Il Procuratore generale interviene sulla critica condizione delle carceri italiane

La condizione carceraria è una emergenza sociale. Ma in questo momento è soltanto la magistratura a rendersene conto. L’Associazione nazionale magistrati del Veneto avvisa che diversi uffici giudiziari hanno cercato di dare una risposta con gli “strumenti normativi e regolamentari disponibili”. Vale a dire, che alcuni procuratori hanno invitato a una maggiore attenzione nell’emanazione delle misure cautelari, mentre alcuni Tribunali di sorveglianza hanno intrapreso la strada della illegittimità costituzionale.
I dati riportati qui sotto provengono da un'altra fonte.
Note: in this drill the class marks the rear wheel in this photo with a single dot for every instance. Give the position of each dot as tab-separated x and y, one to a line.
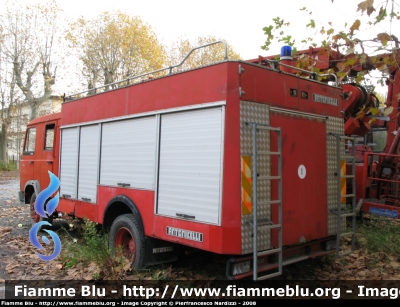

«Nei reati che non si collocano in una matrice associativa, compreso l’omicidio passionale, è veramente necessario ricorrere alla detenzione preventiva?». La domanda se la pone Pietro Calogero, Procuratore generale della Corte d’appello di Venezia. E le domande di Calogero non sono mai quesiti, ma risposte. Questa è la linea che dovranno seguire le Procura del Veneto. Perché è già arrivata la richiesta di inviare alla Procura generale un rapporto dell’attività degli ultimi tre anni sulle richieste delle misure cautelari fatte dai sostituti procuratori, quelle concesse dai giudici delle indagini preliminari, e una relazione sull’assenso del Procuratore capo sulle istanze di custodia cautelare. Per Calogero la carcerazione preventiva è l’extrema ratio, rispetto alle altre misure. Quali, gli arresti domiciliari, la presentazione all’autorità giudiziaria e l’allontanamento. «Non è sufficiente forse usare misure alternative che impediscano il continuare di un rapporto tra il carnefice e la vittima, se è ancora viva, o vittima di violenza? O tra il carnefice e i parenti della vittima in caso di omicidio?», si chiede il procuratore Generale. E ancora: «In caso di certi reati che non arrivino a creare collegamenti tra l’indagato e le altre persone, come è tipico dei reati di mafia, dico che è possibile scegliere un tipo di misura utile a creare un distacco tra chi fa e chi subisce il reato. Perchè, quindi, negare a chi si copre di certi delitti non solo la libertà di movimento, ma anche le relazioni e gli affetti?». Calogero spiega che i suoi interrogativi gli vengono posti da alcune sentenze della Corte Costituzionale. «Io me li pongo e li porrò anche ai miei colleghi», dice Calogero. Ieri mattina un gruppo di magistrati dell’Anm Veneto e i giudici del Tribunale di sorveglianza hanno fatto un’altra visita nelle carceri padovane. Poi ha avuto luogo un seminario nell’aula del Tribunale di sorveglianza, al quale ha partecipato il Procuratore generale. La sua presenza ha attirato magistrati da tutto il Veneto.
«Ci devono essere due teste pensanti perché la custodia cautelare deve essere l’extrema ratio di un Pm e di un giudice. Noi magistrati abbiamo il dovere dell’umiltà e non si è mai parlato di verificare i criteri di scelta di una misura cautelare, quasi che questo campo delicato non possa essere suscettibile di verifiche e confronti per l’elaborazione di criteri applicati per la richiesta della misura. Certe misure che durano tre mesi hanno l’odore di misure che si potevano evitare», afferma Calogero. «Ma se è necessario che la persona vada in carcere, ci deve andare anche se il carcere esplode. Ma i Pm non possono pensare a misure alternative solo se non viene concesso l’arresto. La detenzione cautelare deve arrivare dopo una lunga scrematura e dopo non aver ritenuto sufficiente nessun altro provvedimento, anche in casi di violenze o di omicidi passionali».